Chief inspector promises new heads more time


New headteachers in schools judged to be requiring improvement will be given the chance to discuss with Ofsted the scheduling of their next inspection, Sir Michael Wilshaw has promised.

In a letter to the Association of School and College Leaders (ASCL), the chief inspector has asked for any headteacher in this position to make contact with their Ofsted regional director in order for these discussions to take place.

It comes after ASCL had previously raised concerns about the extent to which school leaders are being put off from working in schools judged as requiring improvement or inadequate because of the threat of immediate Ofsted inspection.

A position paper on inspection, released ahead of the union’s annual conference in March, called for school leaders in this position to be given time to turn things around.

Speaking at the same event, Sir Michael promised he would review the inspection schedule of schools requiring improvement with relatively new leadership.

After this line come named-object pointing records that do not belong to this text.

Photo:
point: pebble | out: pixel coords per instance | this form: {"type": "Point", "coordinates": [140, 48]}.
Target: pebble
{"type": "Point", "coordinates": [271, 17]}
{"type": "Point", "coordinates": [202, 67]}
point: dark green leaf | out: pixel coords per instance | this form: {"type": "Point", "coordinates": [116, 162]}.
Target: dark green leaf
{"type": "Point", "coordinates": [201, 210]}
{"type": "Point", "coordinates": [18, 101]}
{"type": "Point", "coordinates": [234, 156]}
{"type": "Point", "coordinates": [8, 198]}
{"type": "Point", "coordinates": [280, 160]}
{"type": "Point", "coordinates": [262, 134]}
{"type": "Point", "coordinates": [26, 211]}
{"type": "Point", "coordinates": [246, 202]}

Now, in a letter to ASCL general secretary Brian Lightman earlier this month, Sir Michael said: “I recognise that the headteachers of these schools need to be given sufficient time to address the various difficulties that face them, and ... Ofsted needs to play its part in encouraging our best and most ambitious leaders to go into our most challenging schools.

“It is for these reasons that I am asking recently appointed headteachers of Requires Improvement schools to contact, in writing, the relevant Ofsted regional director to describe the context of their school’s present position.

“The regional director will then allocate an HMI to the school to discuss with the headteacher the most appropriate scheduling for the next inspection.”

Mr Lightman said: “We warmly welcome Ofsted’s recognition that headteachers need time to improve their schools. The commitment to a professional dialogue prior to a formal inspection is a hugely helpful move.

“We all agree that improving schools in more challenging or difficult contexts has to be a top priority. In order to achieve that demanding objective we need to ensure that the best teachers and school leaders are fully incentivised to work in those schools. A constructive relationship with Ofsted where inspection becomes part of the solution can only benefit the young people in these schools.”